Mufti Noor Wali Mehsud will be subject to asset freezes, a travel ban and an arms embargo after being listed alongside the world's most senior Al Qaeda and ISIS terrorists.

Both Pakistan and the US welcomed the move against the head of a group that has killed thousands as violence wracked Pakistan during the war on terror.

The sanctions against Mehsud were imposed for “participating in the financing, planning, facilitating or perpetrating of acts or activities by, in conjunction with, under the name of, on behalf of, or in support of” entities associated with Al Qaeda, his listing read.

The scholar had already been designated a global terrorist by the US last year, giving American officials greater powers to go after his finances and assets.

The US State Department welcomed the UN's measures. “TTP [Tehreek-e-Taliban Pakistan] is responsible for many deadly terrorist attacks in Pakistan,” it tweeted.

Mehsud took the reins of the TTP two years ago, after his predecessor, Mullah Fazlullah was killed in a US drone strike.

The movement he inherited was a shadow of the fearsome insurgent group accused of killing thousands in the previous 15 years.

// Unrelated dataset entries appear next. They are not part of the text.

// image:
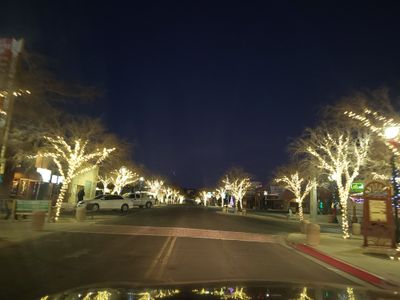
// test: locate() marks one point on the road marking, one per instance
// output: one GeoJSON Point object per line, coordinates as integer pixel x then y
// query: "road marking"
{"type": "Point", "coordinates": [165, 260]}
{"type": "Point", "coordinates": [151, 269]}
{"type": "Point", "coordinates": [178, 232]}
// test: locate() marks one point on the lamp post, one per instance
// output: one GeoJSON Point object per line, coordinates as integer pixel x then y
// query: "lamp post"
{"type": "Point", "coordinates": [391, 133]}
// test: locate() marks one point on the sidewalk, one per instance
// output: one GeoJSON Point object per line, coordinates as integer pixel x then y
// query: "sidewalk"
{"type": "Point", "coordinates": [377, 266]}
{"type": "Point", "coordinates": [17, 231]}
{"type": "Point", "coordinates": [266, 215]}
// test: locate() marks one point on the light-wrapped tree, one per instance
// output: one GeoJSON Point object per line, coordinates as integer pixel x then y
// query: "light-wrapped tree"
{"type": "Point", "coordinates": [341, 154]}
{"type": "Point", "coordinates": [156, 187]}
{"type": "Point", "coordinates": [122, 177]}
{"type": "Point", "coordinates": [72, 160]}
{"type": "Point", "coordinates": [238, 187]}
{"type": "Point", "coordinates": [105, 181]}
{"type": "Point", "coordinates": [299, 186]}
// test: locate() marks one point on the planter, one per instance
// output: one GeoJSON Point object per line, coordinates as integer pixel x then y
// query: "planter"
{"type": "Point", "coordinates": [38, 218]}
{"type": "Point", "coordinates": [356, 228]}
{"type": "Point", "coordinates": [80, 214]}
{"type": "Point", "coordinates": [313, 234]}
{"type": "Point", "coordinates": [303, 226]}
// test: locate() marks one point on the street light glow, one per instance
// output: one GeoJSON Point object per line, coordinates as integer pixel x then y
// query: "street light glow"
{"type": "Point", "coordinates": [391, 132]}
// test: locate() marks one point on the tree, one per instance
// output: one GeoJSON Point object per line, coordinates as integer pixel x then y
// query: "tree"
{"type": "Point", "coordinates": [204, 197]}
{"type": "Point", "coordinates": [299, 186]}
{"type": "Point", "coordinates": [156, 188]}
{"type": "Point", "coordinates": [106, 181]}
{"type": "Point", "coordinates": [221, 194]}
{"type": "Point", "coordinates": [341, 153]}
{"type": "Point", "coordinates": [167, 191]}
{"type": "Point", "coordinates": [72, 160]}
{"type": "Point", "coordinates": [238, 187]}
{"type": "Point", "coordinates": [122, 177]}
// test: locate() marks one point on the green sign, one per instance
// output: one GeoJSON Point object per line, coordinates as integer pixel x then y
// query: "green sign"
{"type": "Point", "coordinates": [357, 187]}
{"type": "Point", "coordinates": [32, 205]}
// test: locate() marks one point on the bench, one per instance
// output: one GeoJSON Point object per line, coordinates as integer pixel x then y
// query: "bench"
{"type": "Point", "coordinates": [28, 207]}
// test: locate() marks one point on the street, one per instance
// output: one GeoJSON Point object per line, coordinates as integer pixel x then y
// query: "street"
{"type": "Point", "coordinates": [177, 244]}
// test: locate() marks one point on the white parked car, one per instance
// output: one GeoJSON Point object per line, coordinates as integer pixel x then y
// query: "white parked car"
{"type": "Point", "coordinates": [141, 199]}
{"type": "Point", "coordinates": [107, 202]}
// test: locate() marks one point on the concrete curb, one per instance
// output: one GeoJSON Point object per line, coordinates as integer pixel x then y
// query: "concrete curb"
{"type": "Point", "coordinates": [344, 266]}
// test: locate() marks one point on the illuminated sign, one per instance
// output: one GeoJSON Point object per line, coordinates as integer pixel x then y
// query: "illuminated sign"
{"type": "Point", "coordinates": [357, 187]}
{"type": "Point", "coordinates": [45, 173]}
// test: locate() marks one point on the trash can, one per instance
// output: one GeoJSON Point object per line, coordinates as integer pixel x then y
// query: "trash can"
{"type": "Point", "coordinates": [303, 226]}
{"type": "Point", "coordinates": [38, 218]}
{"type": "Point", "coordinates": [80, 214]}
{"type": "Point", "coordinates": [356, 228]}
{"type": "Point", "coordinates": [313, 234]}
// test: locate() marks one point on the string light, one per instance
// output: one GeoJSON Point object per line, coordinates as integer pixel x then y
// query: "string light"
{"type": "Point", "coordinates": [72, 161]}
{"type": "Point", "coordinates": [105, 181]}
{"type": "Point", "coordinates": [156, 187]}
{"type": "Point", "coordinates": [238, 188]}
{"type": "Point", "coordinates": [17, 93]}
{"type": "Point", "coordinates": [388, 130]}
{"type": "Point", "coordinates": [122, 177]}
{"type": "Point", "coordinates": [295, 184]}
{"type": "Point", "coordinates": [221, 194]}
{"type": "Point", "coordinates": [341, 156]}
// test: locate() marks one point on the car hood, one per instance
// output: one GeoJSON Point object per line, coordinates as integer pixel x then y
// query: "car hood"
{"type": "Point", "coordinates": [223, 290]}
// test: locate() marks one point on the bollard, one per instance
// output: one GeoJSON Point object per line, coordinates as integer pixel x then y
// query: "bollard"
{"type": "Point", "coordinates": [303, 226]}
{"type": "Point", "coordinates": [313, 234]}
{"type": "Point", "coordinates": [80, 214]}
{"type": "Point", "coordinates": [38, 218]}
{"type": "Point", "coordinates": [356, 228]}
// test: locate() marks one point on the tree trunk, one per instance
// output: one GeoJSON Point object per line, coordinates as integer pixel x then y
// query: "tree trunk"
{"type": "Point", "coordinates": [301, 215]}
{"type": "Point", "coordinates": [60, 198]}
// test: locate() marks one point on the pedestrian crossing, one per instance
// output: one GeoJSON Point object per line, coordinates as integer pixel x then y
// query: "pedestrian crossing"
{"type": "Point", "coordinates": [177, 232]}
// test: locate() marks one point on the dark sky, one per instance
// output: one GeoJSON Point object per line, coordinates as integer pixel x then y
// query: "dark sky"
{"type": "Point", "coordinates": [201, 86]}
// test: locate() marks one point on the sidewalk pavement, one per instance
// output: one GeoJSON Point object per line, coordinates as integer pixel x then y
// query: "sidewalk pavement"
{"type": "Point", "coordinates": [268, 215]}
{"type": "Point", "coordinates": [378, 266]}
{"type": "Point", "coordinates": [17, 231]}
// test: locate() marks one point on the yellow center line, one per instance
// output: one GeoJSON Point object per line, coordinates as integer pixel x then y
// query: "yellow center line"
{"type": "Point", "coordinates": [164, 262]}
{"type": "Point", "coordinates": [157, 259]}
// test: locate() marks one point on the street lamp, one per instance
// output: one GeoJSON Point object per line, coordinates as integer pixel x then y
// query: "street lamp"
{"type": "Point", "coordinates": [391, 133]}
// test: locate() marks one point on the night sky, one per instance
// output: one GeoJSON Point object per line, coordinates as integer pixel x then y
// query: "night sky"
{"type": "Point", "coordinates": [202, 86]}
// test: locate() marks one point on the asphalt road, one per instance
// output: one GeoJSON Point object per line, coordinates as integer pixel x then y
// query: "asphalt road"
{"type": "Point", "coordinates": [155, 246]}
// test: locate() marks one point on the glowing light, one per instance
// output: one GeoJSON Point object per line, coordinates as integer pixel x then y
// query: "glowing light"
{"type": "Point", "coordinates": [71, 161]}
{"type": "Point", "coordinates": [341, 156]}
{"type": "Point", "coordinates": [391, 132]}
{"type": "Point", "coordinates": [105, 181]}
{"type": "Point", "coordinates": [156, 188]}
{"type": "Point", "coordinates": [45, 173]}
{"type": "Point", "coordinates": [122, 177]}
{"type": "Point", "coordinates": [238, 188]}
{"type": "Point", "coordinates": [300, 187]}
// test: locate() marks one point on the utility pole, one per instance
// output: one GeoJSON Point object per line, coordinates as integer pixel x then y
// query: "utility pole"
{"type": "Point", "coordinates": [9, 96]}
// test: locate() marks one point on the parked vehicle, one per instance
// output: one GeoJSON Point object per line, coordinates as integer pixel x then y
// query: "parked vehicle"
{"type": "Point", "coordinates": [141, 199]}
{"type": "Point", "coordinates": [107, 202]}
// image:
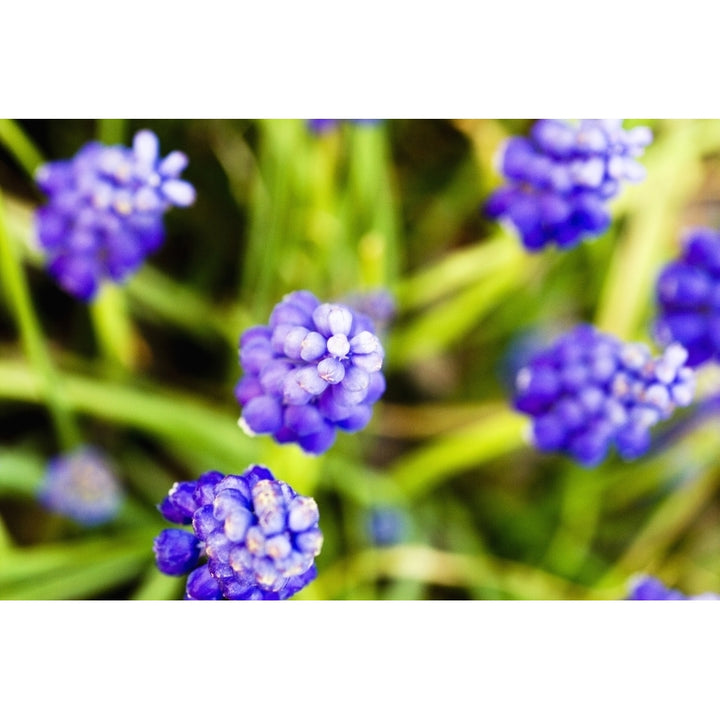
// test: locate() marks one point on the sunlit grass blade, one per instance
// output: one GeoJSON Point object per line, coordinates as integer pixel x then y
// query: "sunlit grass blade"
{"type": "Point", "coordinates": [496, 433]}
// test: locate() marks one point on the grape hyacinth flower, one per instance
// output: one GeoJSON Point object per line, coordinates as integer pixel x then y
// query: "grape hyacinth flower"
{"type": "Point", "coordinates": [645, 587]}
{"type": "Point", "coordinates": [313, 370]}
{"type": "Point", "coordinates": [589, 391]}
{"type": "Point", "coordinates": [561, 177]}
{"type": "Point", "coordinates": [81, 486]}
{"type": "Point", "coordinates": [688, 297]}
{"type": "Point", "coordinates": [105, 210]}
{"type": "Point", "coordinates": [259, 538]}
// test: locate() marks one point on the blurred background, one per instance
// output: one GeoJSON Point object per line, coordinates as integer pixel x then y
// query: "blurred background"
{"type": "Point", "coordinates": [441, 497]}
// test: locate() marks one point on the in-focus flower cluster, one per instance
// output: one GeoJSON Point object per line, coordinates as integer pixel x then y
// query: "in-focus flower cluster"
{"type": "Point", "coordinates": [590, 391]}
{"type": "Point", "coordinates": [259, 537]}
{"type": "Point", "coordinates": [646, 587]}
{"type": "Point", "coordinates": [105, 209]}
{"type": "Point", "coordinates": [80, 485]}
{"type": "Point", "coordinates": [688, 297]}
{"type": "Point", "coordinates": [561, 177]}
{"type": "Point", "coordinates": [314, 369]}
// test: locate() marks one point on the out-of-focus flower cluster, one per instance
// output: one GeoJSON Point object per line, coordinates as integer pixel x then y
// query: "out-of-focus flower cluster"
{"type": "Point", "coordinates": [590, 391]}
{"type": "Point", "coordinates": [259, 537]}
{"type": "Point", "coordinates": [81, 485]}
{"type": "Point", "coordinates": [561, 177]}
{"type": "Point", "coordinates": [688, 296]}
{"type": "Point", "coordinates": [313, 370]}
{"type": "Point", "coordinates": [105, 209]}
{"type": "Point", "coordinates": [646, 587]}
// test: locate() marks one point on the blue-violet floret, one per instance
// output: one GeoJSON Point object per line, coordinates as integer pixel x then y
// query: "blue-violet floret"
{"type": "Point", "coordinates": [247, 537]}
{"type": "Point", "coordinates": [590, 391]}
{"type": "Point", "coordinates": [646, 587]}
{"type": "Point", "coordinates": [560, 178]}
{"type": "Point", "coordinates": [82, 486]}
{"type": "Point", "coordinates": [688, 298]}
{"type": "Point", "coordinates": [104, 212]}
{"type": "Point", "coordinates": [313, 370]}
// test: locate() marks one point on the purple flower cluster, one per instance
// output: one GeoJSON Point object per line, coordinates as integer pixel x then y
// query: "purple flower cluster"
{"type": "Point", "coordinates": [590, 391]}
{"type": "Point", "coordinates": [105, 209]}
{"type": "Point", "coordinates": [688, 297]}
{"type": "Point", "coordinates": [80, 485]}
{"type": "Point", "coordinates": [314, 369]}
{"type": "Point", "coordinates": [561, 177]}
{"type": "Point", "coordinates": [260, 538]}
{"type": "Point", "coordinates": [646, 587]}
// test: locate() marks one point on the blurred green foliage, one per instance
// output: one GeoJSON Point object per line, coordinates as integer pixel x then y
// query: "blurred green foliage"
{"type": "Point", "coordinates": [147, 371]}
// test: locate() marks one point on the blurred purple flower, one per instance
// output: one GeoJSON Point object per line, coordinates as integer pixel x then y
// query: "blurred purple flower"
{"type": "Point", "coordinates": [561, 177]}
{"type": "Point", "coordinates": [80, 485]}
{"type": "Point", "coordinates": [258, 536]}
{"type": "Point", "coordinates": [646, 587]}
{"type": "Point", "coordinates": [105, 209]}
{"type": "Point", "coordinates": [688, 297]}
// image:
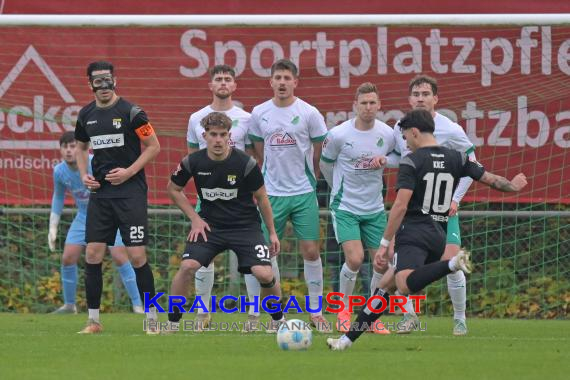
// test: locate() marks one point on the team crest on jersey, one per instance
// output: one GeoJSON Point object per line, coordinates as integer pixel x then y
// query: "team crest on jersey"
{"type": "Point", "coordinates": [178, 169]}
{"type": "Point", "coordinates": [380, 142]}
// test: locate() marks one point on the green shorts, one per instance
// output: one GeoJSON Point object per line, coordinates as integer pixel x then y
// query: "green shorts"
{"type": "Point", "coordinates": [367, 228]}
{"type": "Point", "coordinates": [303, 210]}
{"type": "Point", "coordinates": [453, 232]}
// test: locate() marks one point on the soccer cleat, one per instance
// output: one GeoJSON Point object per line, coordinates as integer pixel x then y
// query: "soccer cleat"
{"type": "Point", "coordinates": [460, 328]}
{"type": "Point", "coordinates": [93, 327]}
{"type": "Point", "coordinates": [152, 327]}
{"type": "Point", "coordinates": [321, 324]}
{"type": "Point", "coordinates": [407, 324]}
{"type": "Point", "coordinates": [252, 324]}
{"type": "Point", "coordinates": [170, 328]}
{"type": "Point", "coordinates": [378, 328]}
{"type": "Point", "coordinates": [343, 321]}
{"type": "Point", "coordinates": [339, 344]}
{"type": "Point", "coordinates": [202, 322]}
{"type": "Point", "coordinates": [462, 262]}
{"type": "Point", "coordinates": [66, 309]}
{"type": "Point", "coordinates": [274, 326]}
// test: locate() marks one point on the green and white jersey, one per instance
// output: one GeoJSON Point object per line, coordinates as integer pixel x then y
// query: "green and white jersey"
{"type": "Point", "coordinates": [356, 187]}
{"type": "Point", "coordinates": [447, 134]}
{"type": "Point", "coordinates": [238, 139]}
{"type": "Point", "coordinates": [288, 134]}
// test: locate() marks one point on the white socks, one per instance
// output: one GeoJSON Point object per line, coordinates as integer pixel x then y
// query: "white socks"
{"type": "Point", "coordinates": [347, 282]}
{"type": "Point", "coordinates": [93, 314]}
{"type": "Point", "coordinates": [409, 306]}
{"type": "Point", "coordinates": [375, 282]}
{"type": "Point", "coordinates": [275, 268]}
{"type": "Point", "coordinates": [458, 293]}
{"type": "Point", "coordinates": [204, 282]}
{"type": "Point", "coordinates": [314, 280]}
{"type": "Point", "coordinates": [253, 289]}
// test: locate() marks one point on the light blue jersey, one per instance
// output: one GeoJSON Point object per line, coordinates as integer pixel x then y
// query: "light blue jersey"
{"type": "Point", "coordinates": [67, 179]}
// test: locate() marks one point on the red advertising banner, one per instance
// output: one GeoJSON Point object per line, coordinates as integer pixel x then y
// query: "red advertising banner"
{"type": "Point", "coordinates": [192, 7]}
{"type": "Point", "coordinates": [507, 86]}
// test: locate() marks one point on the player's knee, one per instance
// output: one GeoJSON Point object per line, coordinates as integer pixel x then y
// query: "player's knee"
{"type": "Point", "coordinates": [189, 267]}
{"type": "Point", "coordinates": [137, 255]}
{"type": "Point", "coordinates": [381, 267]}
{"type": "Point", "coordinates": [354, 262]}
{"type": "Point", "coordinates": [310, 250]}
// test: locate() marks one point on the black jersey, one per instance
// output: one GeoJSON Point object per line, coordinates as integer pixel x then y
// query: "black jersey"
{"type": "Point", "coordinates": [115, 144]}
{"type": "Point", "coordinates": [225, 187]}
{"type": "Point", "coordinates": [433, 173]}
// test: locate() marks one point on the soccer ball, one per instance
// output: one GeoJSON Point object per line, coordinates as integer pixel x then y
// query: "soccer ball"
{"type": "Point", "coordinates": [294, 335]}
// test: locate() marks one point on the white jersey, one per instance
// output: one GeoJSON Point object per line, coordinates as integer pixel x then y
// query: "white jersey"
{"type": "Point", "coordinates": [447, 134]}
{"type": "Point", "coordinates": [238, 138]}
{"type": "Point", "coordinates": [288, 134]}
{"type": "Point", "coordinates": [356, 187]}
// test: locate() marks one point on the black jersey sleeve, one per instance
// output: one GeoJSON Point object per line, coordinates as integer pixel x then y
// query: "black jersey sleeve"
{"type": "Point", "coordinates": [472, 169]}
{"type": "Point", "coordinates": [253, 178]}
{"type": "Point", "coordinates": [406, 174]}
{"type": "Point", "coordinates": [138, 117]}
{"type": "Point", "coordinates": [183, 173]}
{"type": "Point", "coordinates": [80, 132]}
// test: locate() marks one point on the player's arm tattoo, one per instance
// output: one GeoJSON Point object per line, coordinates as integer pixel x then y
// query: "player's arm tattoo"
{"type": "Point", "coordinates": [497, 182]}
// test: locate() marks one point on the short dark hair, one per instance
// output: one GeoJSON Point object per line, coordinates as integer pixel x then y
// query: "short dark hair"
{"type": "Point", "coordinates": [366, 88]}
{"type": "Point", "coordinates": [285, 64]}
{"type": "Point", "coordinates": [99, 65]}
{"type": "Point", "coordinates": [222, 69]}
{"type": "Point", "coordinates": [216, 119]}
{"type": "Point", "coordinates": [421, 79]}
{"type": "Point", "coordinates": [67, 138]}
{"type": "Point", "coordinates": [420, 119]}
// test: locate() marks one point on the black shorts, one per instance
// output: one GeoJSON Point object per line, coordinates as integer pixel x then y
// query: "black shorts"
{"type": "Point", "coordinates": [129, 215]}
{"type": "Point", "coordinates": [418, 242]}
{"type": "Point", "coordinates": [248, 244]}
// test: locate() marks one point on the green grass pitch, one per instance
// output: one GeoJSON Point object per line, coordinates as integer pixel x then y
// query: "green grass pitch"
{"type": "Point", "coordinates": [34, 346]}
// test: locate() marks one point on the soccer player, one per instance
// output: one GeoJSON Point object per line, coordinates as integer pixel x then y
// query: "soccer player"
{"type": "Point", "coordinates": [115, 128]}
{"type": "Point", "coordinates": [423, 95]}
{"type": "Point", "coordinates": [222, 84]}
{"type": "Point", "coordinates": [66, 178]}
{"type": "Point", "coordinates": [350, 165]}
{"type": "Point", "coordinates": [287, 134]}
{"type": "Point", "coordinates": [227, 180]}
{"type": "Point", "coordinates": [426, 181]}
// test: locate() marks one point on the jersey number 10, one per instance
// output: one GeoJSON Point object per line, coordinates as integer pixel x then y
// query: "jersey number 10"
{"type": "Point", "coordinates": [432, 196]}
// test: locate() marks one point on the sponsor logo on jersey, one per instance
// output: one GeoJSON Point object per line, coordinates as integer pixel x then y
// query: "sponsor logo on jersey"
{"type": "Point", "coordinates": [364, 162]}
{"type": "Point", "coordinates": [380, 142]}
{"type": "Point", "coordinates": [178, 170]}
{"type": "Point", "coordinates": [107, 141]}
{"type": "Point", "coordinates": [280, 139]}
{"type": "Point", "coordinates": [219, 193]}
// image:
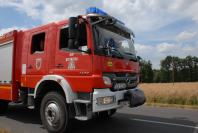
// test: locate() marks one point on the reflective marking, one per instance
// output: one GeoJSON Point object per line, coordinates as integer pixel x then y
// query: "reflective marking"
{"type": "Point", "coordinates": [165, 123]}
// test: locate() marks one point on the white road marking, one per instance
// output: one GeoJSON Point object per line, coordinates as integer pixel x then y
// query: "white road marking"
{"type": "Point", "coordinates": [165, 123]}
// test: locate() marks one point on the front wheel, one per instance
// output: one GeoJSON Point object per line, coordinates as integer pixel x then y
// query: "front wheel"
{"type": "Point", "coordinates": [54, 113]}
{"type": "Point", "coordinates": [3, 106]}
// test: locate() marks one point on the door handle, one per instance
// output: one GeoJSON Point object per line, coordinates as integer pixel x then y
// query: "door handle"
{"type": "Point", "coordinates": [29, 67]}
{"type": "Point", "coordinates": [59, 65]}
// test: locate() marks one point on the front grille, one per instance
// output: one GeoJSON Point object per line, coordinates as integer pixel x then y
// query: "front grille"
{"type": "Point", "coordinates": [130, 79]}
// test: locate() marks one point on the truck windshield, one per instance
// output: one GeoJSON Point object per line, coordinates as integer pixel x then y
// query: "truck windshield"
{"type": "Point", "coordinates": [110, 40]}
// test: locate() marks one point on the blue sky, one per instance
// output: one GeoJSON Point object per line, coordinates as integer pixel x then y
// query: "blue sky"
{"type": "Point", "coordinates": [162, 27]}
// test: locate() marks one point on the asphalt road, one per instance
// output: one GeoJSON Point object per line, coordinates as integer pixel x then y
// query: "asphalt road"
{"type": "Point", "coordinates": [137, 120]}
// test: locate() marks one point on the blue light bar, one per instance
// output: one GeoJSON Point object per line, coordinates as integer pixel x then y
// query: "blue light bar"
{"type": "Point", "coordinates": [95, 10]}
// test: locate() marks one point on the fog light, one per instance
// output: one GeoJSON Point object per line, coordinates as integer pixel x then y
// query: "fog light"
{"type": "Point", "coordinates": [106, 100]}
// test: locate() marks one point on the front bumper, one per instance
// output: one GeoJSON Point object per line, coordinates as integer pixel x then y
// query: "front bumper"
{"type": "Point", "coordinates": [135, 97]}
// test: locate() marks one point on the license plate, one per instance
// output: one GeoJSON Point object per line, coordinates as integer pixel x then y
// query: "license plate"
{"type": "Point", "coordinates": [124, 103]}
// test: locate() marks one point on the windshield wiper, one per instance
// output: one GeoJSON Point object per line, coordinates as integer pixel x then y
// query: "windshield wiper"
{"type": "Point", "coordinates": [133, 57]}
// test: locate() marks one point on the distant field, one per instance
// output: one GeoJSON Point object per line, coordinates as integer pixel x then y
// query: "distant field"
{"type": "Point", "coordinates": [169, 93]}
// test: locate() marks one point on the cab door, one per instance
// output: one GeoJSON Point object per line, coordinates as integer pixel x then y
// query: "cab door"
{"type": "Point", "coordinates": [73, 62]}
{"type": "Point", "coordinates": [37, 61]}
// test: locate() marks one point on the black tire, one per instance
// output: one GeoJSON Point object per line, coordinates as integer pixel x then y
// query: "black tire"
{"type": "Point", "coordinates": [3, 106]}
{"type": "Point", "coordinates": [106, 114]}
{"type": "Point", "coordinates": [54, 103]}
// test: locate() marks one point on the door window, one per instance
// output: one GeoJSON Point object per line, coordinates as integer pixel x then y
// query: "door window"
{"type": "Point", "coordinates": [38, 43]}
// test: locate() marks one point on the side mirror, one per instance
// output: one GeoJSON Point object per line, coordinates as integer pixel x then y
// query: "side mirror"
{"type": "Point", "coordinates": [85, 49]}
{"type": "Point", "coordinates": [73, 27]}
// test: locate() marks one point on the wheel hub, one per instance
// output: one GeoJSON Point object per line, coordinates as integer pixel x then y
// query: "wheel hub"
{"type": "Point", "coordinates": [52, 114]}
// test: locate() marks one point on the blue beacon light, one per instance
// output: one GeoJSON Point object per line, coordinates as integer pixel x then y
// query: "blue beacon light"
{"type": "Point", "coordinates": [95, 10]}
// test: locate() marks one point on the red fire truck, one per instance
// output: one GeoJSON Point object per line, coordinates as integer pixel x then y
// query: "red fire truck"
{"type": "Point", "coordinates": [79, 68]}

Tribal disputes had fractured its support base, while a series of major army security operations pushed many of its fighters across the border into Afghanistan. Large numbers of fighters defected to other militant groups hiding along the Afghanistan-Pakistan frontier, particularly ISIS.

As the militants were pushed out, nationwide security improved sharply. Attacks attributed to the TTP fell from 352 in 2014, to 82 in 2019 according to the Pak Institute for Peace Studies in Islamabad, which tracks militant violence.

Mehsud came to power vowing to reset the movement and rebuild alliances between its estranged factions. He attempted to stamp his authority on the organisation soon after his accession, with a new set of guidelines for commanders, detailing when to use suicide bombings, how to resolve internal quarrels and what to do with spies.

A series of attacks on troops in recent months coincided with reports that some TTP fighters have returned from across the Afghan border to districts such as North Waziristan.

Yet the group still remains weak compared to its former status, said Fata Research Centre’s Saifullah Mahsud.

“They haven't been as effective as you were used to, say five, six, seven, eight years ago, when the Taliban could attack at will anywhere in the country and they were very much present in North and South Waziristan on the ground, practically being the government there,” he said.

“That position that they lost after the Zarb-e-Azb [military offensive] they never managed to regain.”

Pakistan's Ministry of Foreign Affairs said the country "welcomes the designation of Noor Wali [...] by the United Nations Security Council 1267 Sanctions Committee on its ISIL and Al Qaeda sanctions list.

"The sanctions are being implemented by Pakistan in compliance with the relevant UN Security Council resolutions and we hope that other countries will also follow suit."